Radio waves, like x-rays or visible light, are a form of electromagnetic radiation. Things in space, including stars and galaxies, emit this energy naturally, and astronomers have used that information to build maps of the universe. For Seti, scientists don't look for encoded radio transmissions because the signal would be too spread out and it would just look like noise. Instead, they look for spikes in the intensity of signals and deliberate patterns in those spikes.

They always tune their dials around a single frequency, 1420 megahertz – the frequency at which hydrogen atoms emit their energy. It's a clever move: hydrogen is the most abundant element in the universe, something any carbon-based life-form would also know. Here on Earth, broadcasters and governments have been asked by the International Astronomical Union not to use that frequency lest they interfere with a cosmic conversation.

Anderson's database of "candidate signals" that occupies two-thirds of a one-petabyte server at Berkeley, is full of information about spikes picked up by the Arecibo Observatory. One petabyte is 1 million gigabytes and can hold about as much information as a 250-­billion-page book. Anderson and his colleagues must now find a way to read it, using algorithms that can sort the signals into groups: natural phenomena, Earth-generated interference and – just maybe – first contact.

But the Seti community's Big Data problem is about to get even bigger. The Green Bank Telescope in West Virginia and the Low Frequency Array (Lofar) in the Netherlands are two other radio telescopes constantly downloading data from the sky. A third, called the Square Kilometre Array, or SKA, will be the biggest radio telescope in the world when it's completed in 2025. Located in both South Africa and Australia, SKA will be able to scan massive swathes of space, and Seti is to be one of its main missions.

Michael Garrett directs the Dutch organisation that runs the Lofar telescope and is a key figure in the SKA planning. "Intelligent life is probably relatively rare," he says, "and so to find it you have to survey a large fraction of the sky. And you have to be able to do that very quickly."

That's why he is one of the leading proponents of incorporating commercial advances in big data for Seti, including storage, analytics and visualisation. Companies like Facebook, Google and Amazon have invested more in big data strategies than science ever will. Garrett believes astronomers must appropriate that capacity. The next step, he says, is "bringing cognitive computing into astronomy, so you actually have the computers themselves learning about astronomy and making discoveries on their own".

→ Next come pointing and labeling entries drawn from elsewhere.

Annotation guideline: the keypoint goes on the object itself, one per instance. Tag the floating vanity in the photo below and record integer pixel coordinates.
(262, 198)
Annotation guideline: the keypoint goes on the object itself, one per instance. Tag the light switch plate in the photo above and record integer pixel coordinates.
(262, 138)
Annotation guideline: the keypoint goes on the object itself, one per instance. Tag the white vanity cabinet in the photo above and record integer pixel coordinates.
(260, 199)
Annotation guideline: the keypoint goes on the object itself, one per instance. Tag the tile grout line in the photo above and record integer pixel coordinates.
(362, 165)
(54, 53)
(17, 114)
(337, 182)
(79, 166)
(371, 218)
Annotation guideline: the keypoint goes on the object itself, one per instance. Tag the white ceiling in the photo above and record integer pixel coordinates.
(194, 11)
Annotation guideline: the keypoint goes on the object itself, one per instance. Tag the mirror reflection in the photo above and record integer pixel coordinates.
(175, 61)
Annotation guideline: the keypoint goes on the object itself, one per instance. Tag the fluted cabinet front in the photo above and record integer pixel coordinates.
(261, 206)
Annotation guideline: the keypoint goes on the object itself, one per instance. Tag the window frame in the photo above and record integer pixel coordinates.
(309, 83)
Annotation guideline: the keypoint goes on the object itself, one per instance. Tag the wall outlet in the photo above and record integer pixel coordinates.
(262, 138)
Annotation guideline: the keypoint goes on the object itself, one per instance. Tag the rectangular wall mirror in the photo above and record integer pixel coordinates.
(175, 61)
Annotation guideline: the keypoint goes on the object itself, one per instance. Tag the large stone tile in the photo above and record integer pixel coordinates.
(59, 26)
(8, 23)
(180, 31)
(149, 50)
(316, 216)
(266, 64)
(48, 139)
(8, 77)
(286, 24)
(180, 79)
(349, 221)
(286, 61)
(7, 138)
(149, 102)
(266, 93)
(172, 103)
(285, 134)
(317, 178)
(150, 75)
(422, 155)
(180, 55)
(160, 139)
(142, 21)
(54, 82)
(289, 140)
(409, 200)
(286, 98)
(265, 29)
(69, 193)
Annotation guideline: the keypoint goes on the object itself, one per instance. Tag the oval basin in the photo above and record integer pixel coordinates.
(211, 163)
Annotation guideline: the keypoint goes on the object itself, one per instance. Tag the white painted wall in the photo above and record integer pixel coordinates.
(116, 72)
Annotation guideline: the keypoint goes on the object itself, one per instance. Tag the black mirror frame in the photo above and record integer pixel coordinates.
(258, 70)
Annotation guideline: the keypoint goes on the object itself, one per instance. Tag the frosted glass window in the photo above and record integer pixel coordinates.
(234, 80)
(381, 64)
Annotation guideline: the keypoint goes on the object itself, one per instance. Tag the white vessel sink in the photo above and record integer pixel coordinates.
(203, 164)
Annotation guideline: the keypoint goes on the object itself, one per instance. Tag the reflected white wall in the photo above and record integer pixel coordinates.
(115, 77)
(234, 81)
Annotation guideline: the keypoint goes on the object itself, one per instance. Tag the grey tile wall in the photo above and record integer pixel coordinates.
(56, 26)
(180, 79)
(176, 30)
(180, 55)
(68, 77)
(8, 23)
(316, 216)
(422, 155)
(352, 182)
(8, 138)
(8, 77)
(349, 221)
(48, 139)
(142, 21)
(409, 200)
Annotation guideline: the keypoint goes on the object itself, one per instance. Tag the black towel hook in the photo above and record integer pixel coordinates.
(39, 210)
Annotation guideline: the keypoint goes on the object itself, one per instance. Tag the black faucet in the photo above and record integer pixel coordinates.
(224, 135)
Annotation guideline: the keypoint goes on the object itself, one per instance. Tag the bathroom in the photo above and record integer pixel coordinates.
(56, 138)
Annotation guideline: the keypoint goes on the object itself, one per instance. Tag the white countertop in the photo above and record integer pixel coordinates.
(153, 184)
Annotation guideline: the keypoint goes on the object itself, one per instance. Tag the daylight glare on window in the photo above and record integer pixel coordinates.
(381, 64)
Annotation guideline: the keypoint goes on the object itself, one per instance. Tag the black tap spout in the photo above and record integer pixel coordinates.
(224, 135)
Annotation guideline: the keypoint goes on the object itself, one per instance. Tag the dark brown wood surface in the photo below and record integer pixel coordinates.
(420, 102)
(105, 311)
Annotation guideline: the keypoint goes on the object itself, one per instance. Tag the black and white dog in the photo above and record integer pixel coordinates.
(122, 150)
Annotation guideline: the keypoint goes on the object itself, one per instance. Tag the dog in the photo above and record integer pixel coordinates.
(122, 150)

In the meantime, the scientists can't help but wonder what a Seti discovery would be like. Garrett notes that any alien signal is likely to be a bending frequency, a Doppler effect caused by the movement of our planets or their spaceship. Anderson says he hopes it will somehow deliver the key to a galactic internet – maybe all sorts of intelligent life-forms are already connected by a kind of Milky Way Wide Web, and Earth is late to the party.

If anybody knows something about that thrill of discovery, it's Ehman, the Ohio State "Wow!" scientist. Since 1977, scientists have heard plenty of spikes like that one, but always there's been a man-made explanation. The "Wow!" signal is one of a kind: an extensive review of terrestrial and natural possibilities for it ruled out everything, from military experiments to black holes. But they never heard it again. "Of course," he says, "that doesn't mean it wasn't a signal from an intelligent civilisation."

Ehman, now 74, says that as our technology improves, our chances of finding something grow. "All we can do is observe with what equipment we have. Who knows? Maybe they're modulating gravity waves, for all we know."

What Ehman means is that maybe we aren't advanced enough to read or even recognise their communication technology. "We're a young civilisation, so we presume that other civilisations are millions of years ahead of us in terms of time that they've existed. Who knows what can be developed in a million or 10 million years?"